HyATraX

Description

The Hydrogen Abstraction Transition State Explorer (HyATraX) is a workflow to find and optimize transition states of hydrogen abstraction reactions by hydrogen atoms or hydroxyl radicals from polyaromatic hydrocarbons (PAHs) and is also capable of handling PAHs with heteroatomic functional groups. Presently, HyATraX can handle H-abstractions of

• C-H bonds (aromatic)
• C-H bonds (aldehyde)
• O-H bonds
• N-H bonds

that can exist in pyrrole, hydroxyl or aldehyde groups in PAHs. It was developed for studying the combustion of PAHs in radical-rich atmospheres. The initial steps are typically hydrogen abstractions from the edge of the PAHs by hydrogen atoms or hydroxyl radicals that create aryl or oxo radicals. These steps usually require considerable amounts of computation time throughout reactive forcefield molecular dynamics simulations. Applying HyATraX can skip these initial abstractions by generating reactive intermediates as input structures for MD simulations that already went through common reaction channels. 

How does it work?

HyATraX generates approximate transition state geometries that are further optimized with trust-region image minimization. It creates a mol object of the given molecule, detects C-H, N-H, and O-H bonds, and subdivides the C-H bonds in aromatic and aldehyde functionalities. Then, the former R-H bond (R=C,N,O) is elongated to a fixed transition state length before a radical (hydrogen atoms or hydroxyl radicals) is added to the hydrogen atom that is about to be abstracted. The transition state bond lengths and angles were determined empirically for the DFT-D3 TPSS/TZVP method and can be adjusted in main.py. Reaction products are generated by deleting the respective hydrogen atom of each R-H bond. Before the refinement process, all R-H vectors along with the added radical positions can be visualized. Moreover, various functional groups, abstraction radicals, and modifications of bond lengths and angles for the transition states can be easily added to the source code. Additionally, the reaction products and transition states are optimized using the quantum chemistry program TURBOMOLE. Presently, the major drawback is the addition of radicals in bay- and fjord-regions in PAHs due to steric effects. Therefore, we advise checking the bond vectors and added radical positions prior to the refinement step. 

How to use

HyATrax requires an input of the Cartesian coordinates (xyz format) for the molecule of interest. The main routine is invoked by

• python3 main_H.py [coord.xyz] for abstractions by H atoms or
• python3 main_OH.py [coord.xyz] for abstractions by hydroxyl radicals.
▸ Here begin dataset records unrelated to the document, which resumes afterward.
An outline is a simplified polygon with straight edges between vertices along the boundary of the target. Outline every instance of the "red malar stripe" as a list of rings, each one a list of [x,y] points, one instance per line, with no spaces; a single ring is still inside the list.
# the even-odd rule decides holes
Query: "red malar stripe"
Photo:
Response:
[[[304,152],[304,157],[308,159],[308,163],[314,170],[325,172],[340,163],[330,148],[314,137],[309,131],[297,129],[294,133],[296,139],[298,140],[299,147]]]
The program generates for each R-H bond (R=C,N,O) a respective xyz-file with the [index] of the hydrogen atom:

• coord_hidx_[index].xyz

The user can refine the transition state guess in three steps using the TURBOMOLE program package.

• default: DFT-D3 TPSS/TZVP

If the user decides to change the basis set and functional, the reference values for the bond distances must be adjusted accordingly.
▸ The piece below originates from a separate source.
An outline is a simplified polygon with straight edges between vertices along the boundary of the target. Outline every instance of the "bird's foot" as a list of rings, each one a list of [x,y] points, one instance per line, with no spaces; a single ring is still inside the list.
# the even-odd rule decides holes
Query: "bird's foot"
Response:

• calulate Hessian using ridft and aoforce (submit_level1.sh)
• transition state optimization using by jobex (submit_level2.sh)
• verification by calcualting Hessian of optimized transition state using ridft and aoforce (submit_level3.sh)

Transition state refinement scripts 1-3 (bash) are invoked by:

• ./submit_level[1,2,3].sh

Remember to make the submission scripts executable with:

• chmod u+x submit_level[1,2,3].sh

In the first refinement step, HyATraX generates for each detected R-H bond a directory named hidx_[index].xyz in which the quantum chemical calculations are performed.

For each abstracted hydrogen atom the reaction product is also saved in Products/ as idx_[index].xyz. The reaction products can be optimized within the Products/ directory in two levels:

• geometry optimization using jobex (products_1.sh)
• single point energy using ridft and aoforce (products_2.sh)

The product refinement scripts 1-2 (bash) can be invoked by:

• ./products_[1,2].sh

Remember to make the submission scripts executable with:

• chmod u+x products_[1,2].sh

After the successful refinement of the transition states and reaction products, the directories can be cleaned using the clean.sh script. Clean the directory by invoking:

• ./clean.sh

Lastly, the single point energies of the transition states and reaction products can be extracted and used for the calculation of activation and reaction energies of H-abstraction reactions.

Adjustments

• If your molecule is charged adjust this parameter in rdDetermineBonds.DetermineBonds(mol,charge=[your charge])
• Change RAM, number of Cores/Nodes and TURBOMOLE paths in the submission scripts accordingly to your local machine/cluster (user-guide)
• Check the paths for the input files in the submission scripts as well (default user is "/home/USERNAME")

Requirements

HyATraX requires the following Python modules/packages:

• numpy
• os
• matplotlib
• rdkit
• sys

Acknowledgments

The HyATraX code uses the RDKit package, an open-source cheminformatics software, to detect R-H bonds in PAHs.